Genesis 34 describes how Simeon and Levi kill the people of Shechem. The Sefer haYashar expands on this narrative, and says that when Hamor asked Dinah's hand for his son Shechem, Simeon and Levi, to outwit him, replied that some delay was necessary in order to consult their grandfather Isaac about the matter. After Hamor had gone it was Simeon who advised his brothers to require all the men of Shechem to be circumcised, and by this means place them at their mercy. The Sefer haYashar also has Simeon marrying his sister, Dinah.
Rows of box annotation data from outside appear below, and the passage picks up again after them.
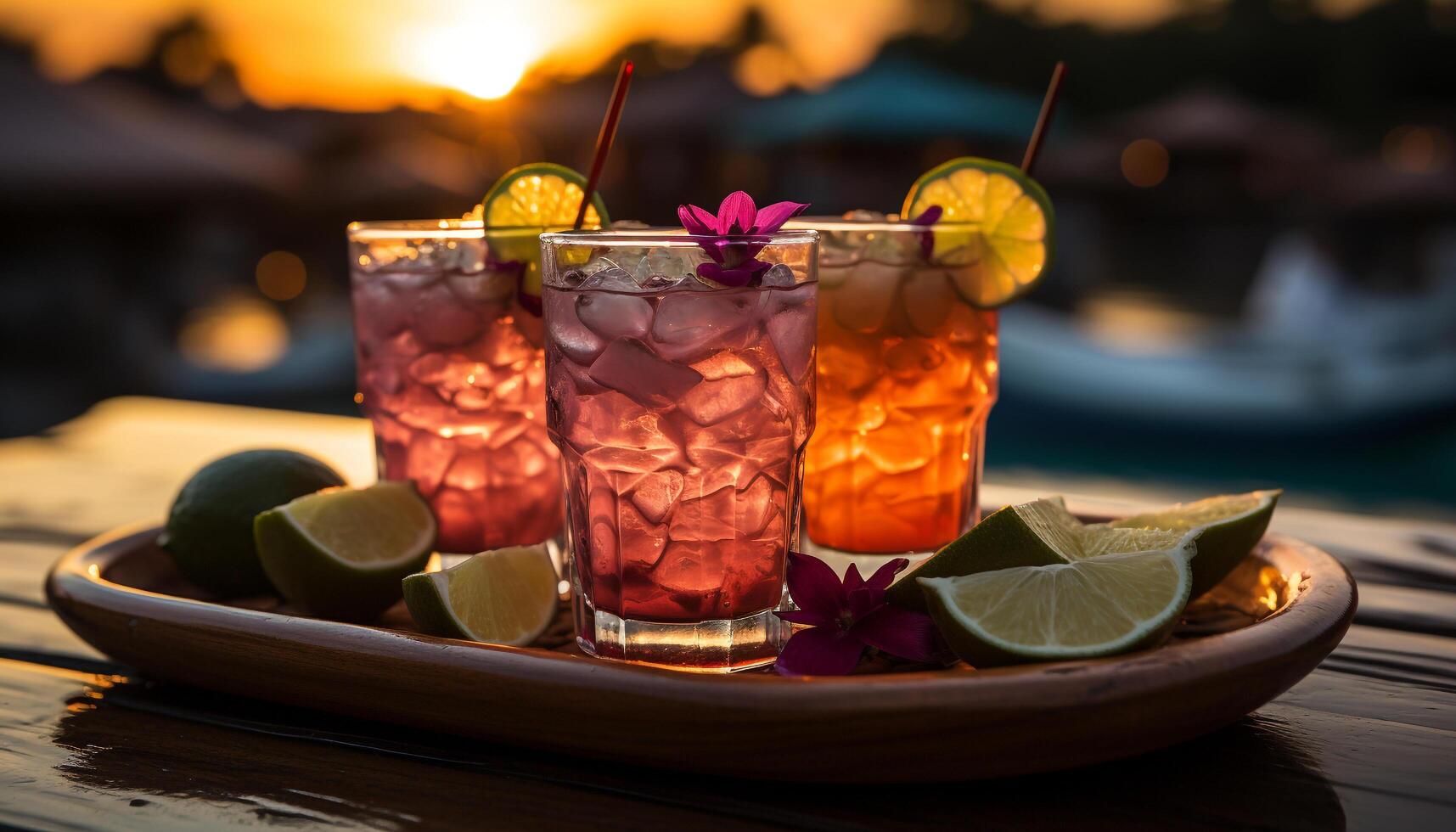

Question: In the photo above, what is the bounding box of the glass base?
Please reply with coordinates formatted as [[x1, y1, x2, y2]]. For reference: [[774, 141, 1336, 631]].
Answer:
[[800, 537, 935, 578], [572, 594, 792, 673]]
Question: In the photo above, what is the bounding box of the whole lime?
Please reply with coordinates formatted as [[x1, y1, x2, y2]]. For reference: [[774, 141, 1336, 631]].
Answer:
[[157, 449, 344, 598]]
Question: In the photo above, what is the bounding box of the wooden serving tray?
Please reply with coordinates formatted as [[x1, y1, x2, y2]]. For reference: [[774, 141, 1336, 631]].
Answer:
[[47, 526, 1356, 783]]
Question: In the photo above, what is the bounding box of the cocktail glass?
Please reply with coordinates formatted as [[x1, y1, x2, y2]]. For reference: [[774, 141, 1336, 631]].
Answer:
[[542, 230, 817, 672], [348, 220, 564, 554], [790, 217, 998, 570]]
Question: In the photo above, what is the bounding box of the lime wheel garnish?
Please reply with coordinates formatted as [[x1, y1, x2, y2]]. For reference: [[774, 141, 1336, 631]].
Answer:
[[902, 156, 1053, 309], [481, 162, 610, 307]]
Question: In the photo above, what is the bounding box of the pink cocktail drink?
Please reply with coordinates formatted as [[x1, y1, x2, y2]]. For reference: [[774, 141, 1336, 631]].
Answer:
[[543, 232, 817, 670], [350, 220, 564, 554]]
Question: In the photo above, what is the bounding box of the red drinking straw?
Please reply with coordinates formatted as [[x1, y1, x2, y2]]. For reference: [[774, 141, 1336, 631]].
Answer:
[[571, 61, 632, 232], [1025, 61, 1067, 175]]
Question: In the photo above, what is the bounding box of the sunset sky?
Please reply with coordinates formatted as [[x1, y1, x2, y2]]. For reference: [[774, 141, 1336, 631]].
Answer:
[[0, 0, 1376, 110]]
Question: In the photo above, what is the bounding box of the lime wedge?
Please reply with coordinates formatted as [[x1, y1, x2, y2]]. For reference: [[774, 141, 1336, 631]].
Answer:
[[405, 545, 559, 647], [481, 162, 610, 297], [902, 156, 1054, 309], [919, 541, 1194, 667], [253, 482, 436, 621], [888, 497, 1183, 609], [1105, 491, 1283, 598]]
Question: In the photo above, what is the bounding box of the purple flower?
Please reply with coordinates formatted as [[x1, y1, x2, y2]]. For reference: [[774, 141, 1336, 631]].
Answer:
[[774, 552, 947, 676], [677, 191, 810, 285], [910, 205, 945, 259]]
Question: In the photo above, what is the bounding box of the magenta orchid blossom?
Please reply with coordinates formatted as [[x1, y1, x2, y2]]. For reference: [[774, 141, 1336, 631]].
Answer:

The Sefer haYashar also presents Simeon as having a particularly powerful voice, and says that once, in the brunt of a battle, when he shouted, the enemy fled in terror at the sound.

==Relationship with Joseph==

Among Joseph's brothers, Simeon was considered his most bitter antagonist. According to Sefer haYashar, it was Simeon who said: "Behold, this dreamer cometh. Come now therefore, and let us slay him" (Genesis 37:19-20). The Rabbis also held that it was Simeon who cast Joseph into the pit, and that afterwards he ordered that stones be thrown into it.

Rabbinic literature gives two reasons why Joseph chose Simeon, and not another brother, as a hostage (Genesis 42:24). First, Joseph desired to punish Simeon for having thrown him into the pit. Secondly, Joseph wished to separate Simeon from Levi, lest they together might destroy Egypt as they had destroyed Shechem.

According to Sefer haYashar, Simeon naturally was unwilling to go to prison; and when, at Joseph's call, seventy mighty Egyptians approached to take him by force, he uttered a cry so terrible that they became frightened and ran away. It was Manasseh, Joseph's son, who subdued Simeon and led him to prison.

==Death==
According to the Seder Olam Zutta, Simeon died aged 120, seventy-five years after Jacob and his children went to Egypt, and hence three years before Reuben's death.

It is said that the remains of all the Patriarchs were enclosed in coffins and taken to the land of Canaan by the Israelites at the time of the Exodus.